Philippe Chancel (b. 1959, France) decided in 1982 to follow and document the Vikings and the Panthers, two street gangs inspired by the culture and style of 1950s American rock 'n roll culture, with quiffs and bomber jackets for the boys, ponytails and full skirts for the girls. Chancel was intrigued by the Viking's ethnic mix, compared to the other street gangs, typically white and right wing. The Vikings were named after the Del Vikings, the first successful multiracial rock 'n roll group in 1950s America, and they were allies with the Panthers, another Paris gang made up of second generation kids from the French West Indies' colonies, taking their political cue from the Black Panther movement and their dress codes from black GIs. The Paris gangs' 'black, blanc, bleur' composition (black, white, arab) was a reaction to the growing racism in France at the time: 1983 was the year that the National Front won a seat in the municipal elections, of suburban Paris, with a discourse blaming rising unemployment on immigration.
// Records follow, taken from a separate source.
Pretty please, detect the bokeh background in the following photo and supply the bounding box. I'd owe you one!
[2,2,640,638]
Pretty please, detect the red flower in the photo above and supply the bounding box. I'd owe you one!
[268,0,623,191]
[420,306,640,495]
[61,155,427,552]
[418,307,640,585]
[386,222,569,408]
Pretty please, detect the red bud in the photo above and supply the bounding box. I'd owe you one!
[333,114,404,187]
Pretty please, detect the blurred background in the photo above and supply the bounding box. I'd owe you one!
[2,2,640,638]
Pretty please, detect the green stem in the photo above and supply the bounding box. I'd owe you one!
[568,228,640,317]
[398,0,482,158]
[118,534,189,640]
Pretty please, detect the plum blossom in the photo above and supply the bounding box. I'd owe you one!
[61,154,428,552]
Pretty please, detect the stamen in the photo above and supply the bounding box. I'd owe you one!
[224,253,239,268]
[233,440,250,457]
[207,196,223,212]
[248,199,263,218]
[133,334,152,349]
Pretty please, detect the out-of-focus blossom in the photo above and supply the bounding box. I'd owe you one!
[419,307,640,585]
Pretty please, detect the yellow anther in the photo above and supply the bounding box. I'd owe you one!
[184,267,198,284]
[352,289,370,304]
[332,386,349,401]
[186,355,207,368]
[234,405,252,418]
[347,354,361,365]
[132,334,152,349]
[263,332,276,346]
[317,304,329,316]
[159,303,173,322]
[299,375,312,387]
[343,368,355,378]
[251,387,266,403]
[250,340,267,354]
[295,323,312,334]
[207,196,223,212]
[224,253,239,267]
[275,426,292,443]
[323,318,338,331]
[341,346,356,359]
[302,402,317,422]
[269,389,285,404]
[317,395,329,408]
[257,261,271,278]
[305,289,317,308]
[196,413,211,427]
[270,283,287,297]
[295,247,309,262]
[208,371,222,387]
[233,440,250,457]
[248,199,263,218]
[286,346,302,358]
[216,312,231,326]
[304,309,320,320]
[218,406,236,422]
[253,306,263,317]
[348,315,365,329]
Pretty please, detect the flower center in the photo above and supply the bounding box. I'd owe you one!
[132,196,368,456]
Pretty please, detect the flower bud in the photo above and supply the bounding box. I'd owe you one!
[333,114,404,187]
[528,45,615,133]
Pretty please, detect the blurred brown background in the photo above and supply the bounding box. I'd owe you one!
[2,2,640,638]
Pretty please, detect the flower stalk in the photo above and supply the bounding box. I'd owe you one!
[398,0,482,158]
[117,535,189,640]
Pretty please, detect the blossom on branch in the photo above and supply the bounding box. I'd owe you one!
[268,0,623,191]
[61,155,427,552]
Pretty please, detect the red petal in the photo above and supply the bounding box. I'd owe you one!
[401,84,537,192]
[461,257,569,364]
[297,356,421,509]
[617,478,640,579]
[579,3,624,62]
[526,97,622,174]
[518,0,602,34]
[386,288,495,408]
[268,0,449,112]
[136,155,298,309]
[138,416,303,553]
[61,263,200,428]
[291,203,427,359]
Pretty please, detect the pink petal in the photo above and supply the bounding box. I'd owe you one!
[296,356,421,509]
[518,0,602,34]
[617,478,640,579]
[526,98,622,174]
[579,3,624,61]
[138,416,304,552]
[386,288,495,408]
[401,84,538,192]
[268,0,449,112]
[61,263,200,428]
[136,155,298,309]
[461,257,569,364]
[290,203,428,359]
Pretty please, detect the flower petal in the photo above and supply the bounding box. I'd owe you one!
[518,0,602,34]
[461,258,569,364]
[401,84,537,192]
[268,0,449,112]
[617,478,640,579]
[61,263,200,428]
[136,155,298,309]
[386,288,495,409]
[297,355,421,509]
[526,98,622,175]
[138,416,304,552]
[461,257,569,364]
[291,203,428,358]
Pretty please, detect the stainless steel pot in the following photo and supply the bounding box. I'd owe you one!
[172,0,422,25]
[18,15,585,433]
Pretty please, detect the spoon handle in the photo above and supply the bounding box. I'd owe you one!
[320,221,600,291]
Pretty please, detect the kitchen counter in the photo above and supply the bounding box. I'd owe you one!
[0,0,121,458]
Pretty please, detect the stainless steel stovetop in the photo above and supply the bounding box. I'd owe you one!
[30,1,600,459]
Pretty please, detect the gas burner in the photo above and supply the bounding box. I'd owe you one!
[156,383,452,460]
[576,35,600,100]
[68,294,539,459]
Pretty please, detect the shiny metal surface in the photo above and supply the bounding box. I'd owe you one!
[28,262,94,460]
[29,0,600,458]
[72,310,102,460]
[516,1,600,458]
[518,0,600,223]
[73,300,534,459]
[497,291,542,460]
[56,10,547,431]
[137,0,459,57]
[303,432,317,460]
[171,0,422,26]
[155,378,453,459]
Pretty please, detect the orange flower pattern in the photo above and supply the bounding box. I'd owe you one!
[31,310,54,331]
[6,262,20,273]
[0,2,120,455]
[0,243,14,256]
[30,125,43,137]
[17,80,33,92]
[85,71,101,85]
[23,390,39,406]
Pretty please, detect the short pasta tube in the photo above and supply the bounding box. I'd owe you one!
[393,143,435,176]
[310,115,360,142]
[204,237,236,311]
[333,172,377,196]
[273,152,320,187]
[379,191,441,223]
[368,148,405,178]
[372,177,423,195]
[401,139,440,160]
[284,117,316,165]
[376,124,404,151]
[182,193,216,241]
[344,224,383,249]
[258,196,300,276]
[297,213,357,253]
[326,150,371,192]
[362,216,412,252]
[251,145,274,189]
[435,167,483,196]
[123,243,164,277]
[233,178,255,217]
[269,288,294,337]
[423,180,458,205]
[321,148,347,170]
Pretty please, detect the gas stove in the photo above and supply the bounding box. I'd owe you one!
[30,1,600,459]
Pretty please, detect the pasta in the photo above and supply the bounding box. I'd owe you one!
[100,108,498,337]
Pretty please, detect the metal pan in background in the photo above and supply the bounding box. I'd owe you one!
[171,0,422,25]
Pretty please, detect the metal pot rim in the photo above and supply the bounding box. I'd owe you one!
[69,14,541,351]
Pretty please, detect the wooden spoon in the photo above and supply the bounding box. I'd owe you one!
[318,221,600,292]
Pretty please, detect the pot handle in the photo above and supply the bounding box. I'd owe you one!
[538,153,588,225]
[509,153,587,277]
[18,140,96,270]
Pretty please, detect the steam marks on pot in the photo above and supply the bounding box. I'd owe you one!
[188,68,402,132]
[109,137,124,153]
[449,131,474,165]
Gary Green, When midnight comes around - New York, 1976-1986

For a decade, young American photographer Gary Green was at the heart of the New York underground music scene that was rageing against a backdrop of social and economic turmoil - homicides were at near-record highs, crack was epidemic, as was prostitution. Bryant Park and Times Square were dubbed 'Needle park' because of the widespread heroine abuse AIDS would soon come, ravaging the population even further, as recorded by artists such Nan Goldin, Peter Hujar and others.
Gary Green hung out at the nightclubs Max's Kansas City, CBGB and the Chelsea Hotel where he photographed some of the decade's most iconic musicians and artists. At the time, music was everythwere in the city and key venues also included The Ocean Club, Hurrah’s, Trax and the Village Gate. “It was a rich time,” says Green, “and a small scene that was fairly easy to jump into – especially with a camera, because most people liked the attention.”
Far from celebrity portraits, Green's pictures are unposed documents 'from the inside' that capture a moment in time of musical and artistic resistance to a hostile social context. Lou Reed, Andy Warhol and Joey Ramone are there, in their signature sunglasses and leather jackets, along with Alex Chilton, Joe Jackson, Tom Waits and many others. The antiestablishment ideology of the punk scene also opened the doors to women musicians such as Debbie Harry, Patti Smith, Kim Gordon; as Chrissie Hynde would comment, "That was the beauty of the punk thing: sexual discrimination didn't exist in that scene".

To accompany the exhibition, Parisian DJ Jean de Lardemelle has composed two 60-title playlists that capture the spirit and sound of underground, rockabilly Paris in the early 80s and the underground punk New York in the late 70s and early 80s.